One of the most difficult relationships of my life was a friends with benefits situation. For all the awesomeness it brought to my life, the pain and sorrow it caused, continued to outweigh the good stuff every time. It was dramatic and messy, complicated and argumentative, and toward the end it was just cruel and depressing; we were no longer on the same page and we both knew it: I was in love with him and he didn’t love me back. When all was said and done, I was destroyed, and it took far longer to recover from that relationship than any other legitimate relationship where the love was mutual, that I ever had. I’m still a long way off from being the person I was before that whole debacle.
The only thing that came out of my friends with benefits situation was the realization that such relationships are nearly impossible to keep alive and there is no flash mob dancing to “Closing Time,” at the end of it all, with Justin Timberlake being the one who takes you home. And if there’s anything I can impart upon those in friends with benefits relationships, it’s that you should walk away now, because you are not Mila Kunis. You just aren’t.
A recent study about friends with benefits or as they call them in the scientific world, FWBR, has proved that — wait for it — FWBR are bad, bad, bad. How bad? So bad that it took Kendra Knight, a communications professor of DePaul University, into the dark, seedy world of 25 college friends with benefits relationships in the hopes of finally figuring out what the problem is with these things, and how, if at all, we can sort of beat the messy demise to the punch. Her study was, well, a vicious circle.

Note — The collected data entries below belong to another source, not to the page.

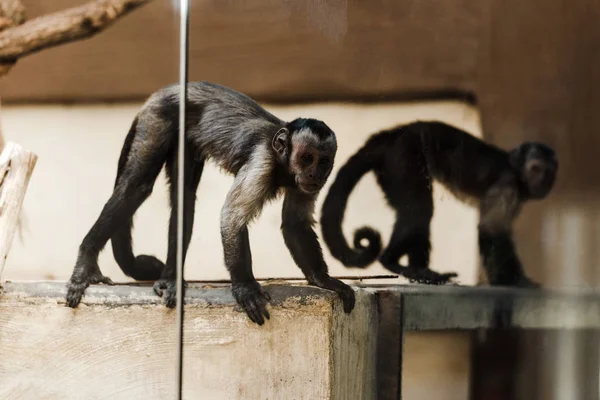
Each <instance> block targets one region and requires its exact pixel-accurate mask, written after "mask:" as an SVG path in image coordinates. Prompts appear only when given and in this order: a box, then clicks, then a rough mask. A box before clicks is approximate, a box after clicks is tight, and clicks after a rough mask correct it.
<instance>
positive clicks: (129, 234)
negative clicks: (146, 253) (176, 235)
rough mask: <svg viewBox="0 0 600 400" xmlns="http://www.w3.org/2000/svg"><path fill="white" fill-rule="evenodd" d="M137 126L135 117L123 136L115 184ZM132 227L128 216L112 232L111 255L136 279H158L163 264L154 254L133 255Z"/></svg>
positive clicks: (118, 180)
mask: <svg viewBox="0 0 600 400" xmlns="http://www.w3.org/2000/svg"><path fill="white" fill-rule="evenodd" d="M136 128H137V117H136V118H135V120H134V121H133V124H132V125H131V129H130V130H129V133H128V134H127V137H126V138H125V143H124V144H123V150H121V156H120V157H119V164H118V167H117V179H116V180H115V186H116V185H117V182H118V181H119V178H120V177H121V174H122V173H123V168H124V167H125V163H126V162H127V157H128V156H129V152H130V151H131V145H132V143H133V139H134V137H135V132H136ZM132 229H133V219H132V218H129V219H128V220H126V221H123V225H122V226H121V227H120V228H119V229H118V230H117V231H116V232H115V233H114V234H113V236H112V237H111V239H110V241H111V244H112V248H113V255H114V257H115V260H116V261H117V264H119V267H121V270H122V271H123V273H124V274H125V275H127V276H129V277H131V278H133V279H135V280H136V281H155V280H158V279H160V277H161V274H162V271H163V269H164V268H165V264H164V263H163V262H162V261H160V260H159V259H158V258H156V257H154V256H147V255H140V256H137V257H135V256H134V255H133V246H132V238H131V230H132Z"/></svg>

According to Knight, when it comes to FWBR, both parties agree that communication about boundaries is key, but despite this acknowledgement, neither party ever makes a move to open the communication lines. For the FWBR crowd, such an open line of communication sort of defeats the purpose of the “all play, no work, NSA” relationship and could also result in one of the players being dubbed “crazy,” because OMG, what kind of psycho gets emotionally attached when all that banging is going on? I mean, are you human or what? No? Maybe a replicant, perhaps?
Another reason FWBR people steer away from talking about things is because they don’t want to reveal too much or set up the possibility of being deemed not just “crazy,” but jealous, which, of course, would lead to their F-buddy completely shutting off or finding someone else who might be less, well, you know, crazy.
Takeaway? Friends with benefits relationships can’t work without communication, and no one is willing to make that communication part of the equation, so FWBR are doomed, doomed, doomed. Not that this is going to stop anyone who’s mid-FWBR from going forward with their dastardly deeds, or cease all the hundreds of thousands of FWBR that are just another beer pong game away. But to Knight’s credit, I think it’s great that she brought all of this to light and gave us something over which to ponder, even if none of us will be taking it seriously into consideration, because, you know, why ruin what you think is a good thing by admitting it’s the worst?